Under the hood

Now that you know what Varnish does, and how powerful this piece of software is, it’s time to take a look behind the curtain. The raw power of Varnish is the direct consequence of an architecture that doesn’t compromise when it comes to performance.

This section is very technical, and covers some concepts that will be clarified later in the book. However, it is useful to talk about some of the internals of Varnish right now, because it will give you a better understanding when we cover the concepts in details.

This applies to runtime parameters, default behavior, and the impact of certain VCL changes.

Let’s start at the beginning.

When the varnishd program is executed, it starts one additional process resulting in:

The manager process
The child process

In varnishd there is separation of privileges, where actions that require privileged access to the operating system are run in the manager process.
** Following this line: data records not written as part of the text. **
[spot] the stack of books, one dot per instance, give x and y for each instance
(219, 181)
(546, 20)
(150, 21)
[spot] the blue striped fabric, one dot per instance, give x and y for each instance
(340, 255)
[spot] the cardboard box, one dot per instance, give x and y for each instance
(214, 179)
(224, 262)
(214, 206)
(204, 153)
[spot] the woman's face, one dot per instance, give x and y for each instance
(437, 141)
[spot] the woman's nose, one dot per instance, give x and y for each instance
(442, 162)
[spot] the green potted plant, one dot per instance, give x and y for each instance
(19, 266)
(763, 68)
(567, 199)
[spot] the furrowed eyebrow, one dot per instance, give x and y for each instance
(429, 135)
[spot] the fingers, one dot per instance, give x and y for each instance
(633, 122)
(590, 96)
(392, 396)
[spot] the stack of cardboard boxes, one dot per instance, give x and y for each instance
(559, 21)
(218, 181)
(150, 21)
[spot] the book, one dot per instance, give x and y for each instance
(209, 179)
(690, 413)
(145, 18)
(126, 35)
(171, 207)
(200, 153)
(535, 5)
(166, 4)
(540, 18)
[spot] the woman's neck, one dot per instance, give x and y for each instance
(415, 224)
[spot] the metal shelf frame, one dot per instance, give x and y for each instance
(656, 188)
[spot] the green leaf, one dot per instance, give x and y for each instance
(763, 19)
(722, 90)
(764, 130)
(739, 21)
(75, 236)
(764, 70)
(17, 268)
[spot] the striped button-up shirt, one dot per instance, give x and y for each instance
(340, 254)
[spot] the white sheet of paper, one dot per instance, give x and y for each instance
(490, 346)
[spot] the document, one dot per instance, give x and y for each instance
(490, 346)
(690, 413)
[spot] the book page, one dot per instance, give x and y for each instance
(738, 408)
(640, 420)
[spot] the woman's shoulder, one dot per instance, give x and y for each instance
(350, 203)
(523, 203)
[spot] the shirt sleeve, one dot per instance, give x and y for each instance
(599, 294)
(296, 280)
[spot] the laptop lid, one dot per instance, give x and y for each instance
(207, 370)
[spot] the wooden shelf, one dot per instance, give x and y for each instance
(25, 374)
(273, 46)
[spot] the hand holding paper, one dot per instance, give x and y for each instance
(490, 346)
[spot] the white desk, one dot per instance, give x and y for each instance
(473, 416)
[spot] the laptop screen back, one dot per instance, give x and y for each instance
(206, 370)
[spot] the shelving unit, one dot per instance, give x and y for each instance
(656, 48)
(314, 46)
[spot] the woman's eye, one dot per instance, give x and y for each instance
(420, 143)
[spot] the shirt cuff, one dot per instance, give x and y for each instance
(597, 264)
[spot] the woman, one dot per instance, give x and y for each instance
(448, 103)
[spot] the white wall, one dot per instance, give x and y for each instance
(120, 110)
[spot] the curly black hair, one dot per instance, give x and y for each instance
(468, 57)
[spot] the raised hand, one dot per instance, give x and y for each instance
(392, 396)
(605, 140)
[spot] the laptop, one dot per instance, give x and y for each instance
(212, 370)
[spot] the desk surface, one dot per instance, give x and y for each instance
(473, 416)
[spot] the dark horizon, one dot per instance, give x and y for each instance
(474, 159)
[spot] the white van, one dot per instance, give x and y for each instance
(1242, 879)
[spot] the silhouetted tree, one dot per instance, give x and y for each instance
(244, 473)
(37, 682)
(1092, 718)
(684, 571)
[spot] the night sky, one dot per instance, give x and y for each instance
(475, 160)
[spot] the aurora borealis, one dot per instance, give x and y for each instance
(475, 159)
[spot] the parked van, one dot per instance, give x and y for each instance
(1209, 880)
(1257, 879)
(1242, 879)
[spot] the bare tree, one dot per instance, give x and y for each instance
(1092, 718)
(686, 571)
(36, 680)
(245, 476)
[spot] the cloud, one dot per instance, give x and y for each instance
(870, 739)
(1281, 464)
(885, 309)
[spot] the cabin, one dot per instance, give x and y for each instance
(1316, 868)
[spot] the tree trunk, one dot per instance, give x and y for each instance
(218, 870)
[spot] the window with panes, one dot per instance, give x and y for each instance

All other actions run in a separate child process.

The manager process

Because of its privileged access to the operating system, the manager process will only perform actions that require this access, and leave all other tasks to the child process.

The manager process is responsible for opening up sockets, and binding them to a selected endpoint.

If you configured varnishd to listen for incoming connections on port 80, which is a privileged port, this is processed by the manager process with elevated privileges. However, the manager process will not handle any data that is sent on this socket. Listening on that socket, accepting new connections, and reading incoming data is the responsibility of the child process.

The manager process will also make sure that the child process is responsive. It continuously pings the child process, and if the child process should become unresponsive or die unexpectedly, the manager process will tear down the old and start a new one.

The manager process also owns the command line socket, which is used by the varnishadm management program. Privileged access is required here in order to start or stop the child process using varnishadm.

The manager process is also responsible for opening up the VCL file and reading its contents. However, the compilation of VCL happens in a separate process.

And finally, the manager process is also responsible for the different VCL configurations that were loaded into Varnish.

The VCL compiler process

As mentioned, the manager process will open the VCL file, and will read the contents, but it will not process the VCL code. The VCL compiler process, which is a separate process, will take care of the VCL compilation.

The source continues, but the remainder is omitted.